Sağlığa “toplumcu” yaklaşım, sağlığın ve tıbbın sermayenin gereksinimlerine göre değil, toplumun ve dolayısıyla toplum içinde ezici bir çoğunluk olan emekçilerin gereksinimlerine göre örgütlenmesidir.

Sermaye için sağlık ve tıp, üzerinden kar edebileceği ve kendisini yeniden üretebileceği bir alan olarak görüldüğünden, sermaye aslında sağlıkla değil, “hastalıklarla” ilgilenir. Sermayenin sağlık üzerinden kazanç sağlayabilmesi için ortada sağlığın değil, tıbbi sanayi kompleksin, ilaç şirketlerinin, tıbbi teknoloji endüstrisinin, sigorta şirketlerinin ve hastane zincirlerinin nesnesi olan “hastalığın” olması gerekir. Sermaye “sağlıklı birey” üzerinden ilaç, tıbbi teknoloji, ek poliçeler ve hastane hizmeti satamaz.

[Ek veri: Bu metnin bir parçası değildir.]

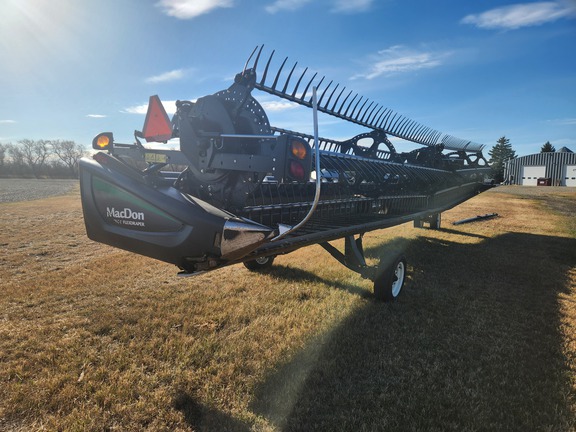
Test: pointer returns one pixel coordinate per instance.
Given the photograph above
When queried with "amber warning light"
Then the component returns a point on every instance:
(103, 141)
(157, 125)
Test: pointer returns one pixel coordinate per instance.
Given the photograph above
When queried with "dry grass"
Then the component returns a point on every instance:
(482, 338)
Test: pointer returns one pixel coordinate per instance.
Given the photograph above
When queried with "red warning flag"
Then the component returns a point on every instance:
(157, 125)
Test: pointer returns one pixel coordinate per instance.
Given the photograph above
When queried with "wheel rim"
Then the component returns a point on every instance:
(399, 273)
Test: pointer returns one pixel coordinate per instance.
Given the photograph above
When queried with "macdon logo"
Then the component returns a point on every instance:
(126, 216)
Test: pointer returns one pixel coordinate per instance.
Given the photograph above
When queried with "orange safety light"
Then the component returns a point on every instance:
(298, 159)
(157, 125)
(298, 149)
(103, 141)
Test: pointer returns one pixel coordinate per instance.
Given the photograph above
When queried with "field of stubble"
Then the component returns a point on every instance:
(483, 336)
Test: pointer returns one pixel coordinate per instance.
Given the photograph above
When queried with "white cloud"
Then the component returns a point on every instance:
(278, 106)
(399, 59)
(169, 106)
(173, 75)
(188, 9)
(352, 6)
(285, 5)
(564, 121)
(522, 15)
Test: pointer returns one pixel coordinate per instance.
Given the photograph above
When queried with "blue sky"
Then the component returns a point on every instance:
(474, 70)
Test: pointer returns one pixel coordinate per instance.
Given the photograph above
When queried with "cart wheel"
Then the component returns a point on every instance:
(390, 280)
(260, 263)
(435, 220)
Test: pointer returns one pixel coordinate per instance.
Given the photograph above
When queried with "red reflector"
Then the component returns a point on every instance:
(297, 170)
(157, 125)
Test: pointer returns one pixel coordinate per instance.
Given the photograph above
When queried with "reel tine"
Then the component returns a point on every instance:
(263, 80)
(318, 88)
(349, 105)
(298, 83)
(289, 76)
(257, 58)
(379, 117)
(330, 98)
(370, 115)
(402, 126)
(278, 74)
(356, 106)
(324, 92)
(385, 119)
(249, 58)
(366, 111)
(303, 97)
(422, 132)
(360, 110)
(386, 125)
(343, 102)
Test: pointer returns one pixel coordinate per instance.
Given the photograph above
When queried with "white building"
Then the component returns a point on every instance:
(543, 169)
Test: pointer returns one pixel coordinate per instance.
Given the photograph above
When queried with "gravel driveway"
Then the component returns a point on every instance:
(12, 190)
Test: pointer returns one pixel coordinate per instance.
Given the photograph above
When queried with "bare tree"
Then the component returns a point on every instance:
(35, 154)
(16, 158)
(69, 153)
(2, 154)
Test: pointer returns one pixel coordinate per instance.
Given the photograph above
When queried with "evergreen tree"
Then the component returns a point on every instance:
(547, 148)
(499, 154)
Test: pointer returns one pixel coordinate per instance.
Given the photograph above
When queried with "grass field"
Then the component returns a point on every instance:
(483, 336)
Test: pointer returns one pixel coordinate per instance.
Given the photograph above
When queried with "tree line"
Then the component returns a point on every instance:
(41, 158)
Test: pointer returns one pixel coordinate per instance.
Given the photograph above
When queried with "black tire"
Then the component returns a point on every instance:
(435, 220)
(260, 263)
(390, 279)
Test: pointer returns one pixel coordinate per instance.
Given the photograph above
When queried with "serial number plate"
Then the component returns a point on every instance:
(155, 158)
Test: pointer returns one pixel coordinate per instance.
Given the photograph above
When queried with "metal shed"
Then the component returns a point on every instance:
(542, 169)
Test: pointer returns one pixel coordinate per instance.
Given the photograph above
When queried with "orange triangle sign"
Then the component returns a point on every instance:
(157, 125)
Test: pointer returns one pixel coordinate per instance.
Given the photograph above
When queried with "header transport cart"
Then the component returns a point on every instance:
(242, 190)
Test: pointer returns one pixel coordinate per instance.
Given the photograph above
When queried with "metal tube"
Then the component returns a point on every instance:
(317, 168)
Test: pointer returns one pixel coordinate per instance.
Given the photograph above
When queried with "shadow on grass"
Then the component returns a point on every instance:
(202, 418)
(474, 343)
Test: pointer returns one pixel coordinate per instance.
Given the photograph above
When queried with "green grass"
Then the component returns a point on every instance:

Oysa toplumun ve emekçilerin talebi “sağlıktır”, sağlıklı olmak ve sağlıklı kalmaktır. Bu nedenle toplumun gereksinimlerini öne çıkartan “toplumcu” yaklaşım, insanlar hasta olduktan sonra onları “tedavi etmeye” çalışmak yerine, insanların sağlıklı olması ve sağlıklarını sürdürebilmesi için gerekli olan “önleyici” hizmetlere öncelik verir. Kuşkusuz bu tedavi hizmetlerinin reddedilmesi anlamına gelmez, aksine insanlara sağlık hizmeti götürmek için onların hastalanmalarını beklememek anlamına gelir.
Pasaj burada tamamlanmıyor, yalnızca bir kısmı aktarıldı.